La question est donc de savoir si, une fois écarté le motif ayant justifié le refus de titularisation, il en reste un ou plusieurs susceptibles d’y faire encore obstacle ?

Le Conseil d’Etat, a ainsi déjà jugé que l’annulation d’un refus de titularisation « en raison d’une erreur manifeste d’appréciation dans l’appréciation de l’aptitude de l’intéressé à être titularisé », implique qu’il :

« appartenait au maire, d'une part, de réintégrer M. X... dans ses fonctions à la date du 28 juin 1990, à laquelle il avait été irrégulièrement licencié et, d'autre part, compte tenu du motif sur lequel s'était fondé le tribunal administratif et en l'absence de toute circonstance invoquée par la commune qui y aurait fait obstacle, de procéder à sa titularisation » (CE, 12 juin 1998, n° 157776).

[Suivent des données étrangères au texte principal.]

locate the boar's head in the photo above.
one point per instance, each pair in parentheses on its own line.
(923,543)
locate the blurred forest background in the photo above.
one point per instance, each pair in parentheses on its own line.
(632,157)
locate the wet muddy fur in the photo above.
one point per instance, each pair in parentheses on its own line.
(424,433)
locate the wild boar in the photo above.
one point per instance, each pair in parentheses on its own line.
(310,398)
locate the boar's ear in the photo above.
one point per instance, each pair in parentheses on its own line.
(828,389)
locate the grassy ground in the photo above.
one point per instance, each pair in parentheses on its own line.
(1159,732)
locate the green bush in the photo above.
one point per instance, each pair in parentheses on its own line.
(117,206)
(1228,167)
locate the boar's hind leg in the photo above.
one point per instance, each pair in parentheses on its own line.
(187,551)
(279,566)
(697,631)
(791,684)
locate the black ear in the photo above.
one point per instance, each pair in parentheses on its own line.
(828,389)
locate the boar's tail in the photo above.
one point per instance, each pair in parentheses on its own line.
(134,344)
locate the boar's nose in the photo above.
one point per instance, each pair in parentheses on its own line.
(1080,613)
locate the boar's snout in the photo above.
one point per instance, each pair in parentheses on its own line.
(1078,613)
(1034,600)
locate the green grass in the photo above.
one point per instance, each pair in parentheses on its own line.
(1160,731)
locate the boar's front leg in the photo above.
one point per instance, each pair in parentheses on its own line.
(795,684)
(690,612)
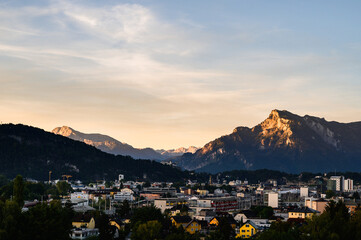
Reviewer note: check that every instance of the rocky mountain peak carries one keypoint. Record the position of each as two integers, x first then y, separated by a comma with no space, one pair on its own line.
64,131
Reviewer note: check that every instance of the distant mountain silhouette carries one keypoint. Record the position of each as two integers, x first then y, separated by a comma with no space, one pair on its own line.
285,142
113,146
34,152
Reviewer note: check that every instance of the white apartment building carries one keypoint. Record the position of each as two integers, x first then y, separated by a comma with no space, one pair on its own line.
303,191
348,185
339,181
271,199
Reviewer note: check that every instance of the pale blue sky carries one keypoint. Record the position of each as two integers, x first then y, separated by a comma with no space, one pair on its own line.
167,74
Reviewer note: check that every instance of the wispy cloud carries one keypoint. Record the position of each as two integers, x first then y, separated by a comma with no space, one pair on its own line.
129,70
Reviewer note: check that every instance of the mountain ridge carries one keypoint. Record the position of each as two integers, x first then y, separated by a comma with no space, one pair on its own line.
33,152
283,141
116,147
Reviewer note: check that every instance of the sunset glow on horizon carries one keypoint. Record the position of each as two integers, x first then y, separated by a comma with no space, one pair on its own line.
170,74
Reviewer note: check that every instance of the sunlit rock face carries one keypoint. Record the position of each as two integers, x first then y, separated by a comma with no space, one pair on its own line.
109,144
177,152
284,141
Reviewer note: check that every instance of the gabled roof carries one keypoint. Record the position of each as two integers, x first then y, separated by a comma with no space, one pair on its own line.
82,217
252,224
192,221
249,213
182,219
180,207
230,219
304,210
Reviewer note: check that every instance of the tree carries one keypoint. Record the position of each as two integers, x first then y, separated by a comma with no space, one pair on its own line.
18,190
330,194
63,187
147,231
356,195
145,214
48,221
124,209
105,230
280,231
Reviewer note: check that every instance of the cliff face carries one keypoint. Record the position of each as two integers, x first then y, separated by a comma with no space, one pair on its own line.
284,141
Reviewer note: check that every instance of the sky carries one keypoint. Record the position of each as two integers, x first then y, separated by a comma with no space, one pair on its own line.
169,74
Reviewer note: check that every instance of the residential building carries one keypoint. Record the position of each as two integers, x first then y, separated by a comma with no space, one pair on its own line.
122,196
83,233
348,185
167,203
303,213
303,191
318,204
336,183
271,199
218,204
248,229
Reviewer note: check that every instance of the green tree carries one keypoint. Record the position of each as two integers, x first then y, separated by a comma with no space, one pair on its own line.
63,187
280,231
18,190
48,221
145,214
330,194
105,230
147,231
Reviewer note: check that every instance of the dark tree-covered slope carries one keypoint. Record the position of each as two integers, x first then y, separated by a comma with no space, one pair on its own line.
285,142
33,152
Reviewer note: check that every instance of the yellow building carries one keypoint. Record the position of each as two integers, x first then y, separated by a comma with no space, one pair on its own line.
193,227
248,230
215,221
302,213
83,221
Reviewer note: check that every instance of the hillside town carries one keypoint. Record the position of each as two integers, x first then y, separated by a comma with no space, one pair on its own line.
200,207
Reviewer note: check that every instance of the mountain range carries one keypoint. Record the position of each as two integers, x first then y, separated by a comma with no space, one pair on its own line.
284,141
33,152
113,146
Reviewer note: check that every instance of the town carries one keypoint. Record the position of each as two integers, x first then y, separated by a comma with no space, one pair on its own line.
199,210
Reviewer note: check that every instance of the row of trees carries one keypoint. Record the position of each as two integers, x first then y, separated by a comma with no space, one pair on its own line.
335,223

En revanche, lorsque « les insuffisances professionnelles [de l’intéressé] sont de nature à justifier la mesure de licenciement prise à son encontre », le Conseil d'Etat considère que l'annulation de la décision :

« devait seulement conduire l’administration à prendre une nouvelle décision » sans impliquer nécessairement une titularisation « eu égard aux motifs de cette annulation » (CE, 8 juillet 2005, n° 248971).

Une très récente décision du Tribunal administratif de Strasbourg du 5 novembre 2019 (TA Strasbourg, 5 novembre 2019, n° 1808149) en donne une illustration, en enjoignant au maire de la commune de « réintégrer Mme A. et de la titulariser au grade d’adjoint technique de 2ème classe dans un délai de deux mois à compter de la notification du jugement à intervenir ».

Dans cette affaire, le refus de titularisation de la stagiaire reposait exclusivement sur une série de faits qui lui étaient reprochés, retracés dans un rapport transmis à la CAP et dans une attestation d’une secrétaire.

Toutefois, le Tribunal a estimé qu’aucun de ces faits n’était établi, puisque « ces deux documents ne font état d’aucun élément daté, précis et circonstancié qui démontrerait que sa manière de servir ne donnait pas satisfaction ».

 

Il en résultait que, ces faits allégués et non établis ne pouvant justifier le refus de titularisation, aucun autre motif ne pouvait plus justifier la décision attaquée, et par suite annulée.

Rien ne s’opposait donc à ce que le stagiaire soit directement titularisé, ce qu’a enjoint le Tribunal administratif de Strasbourg.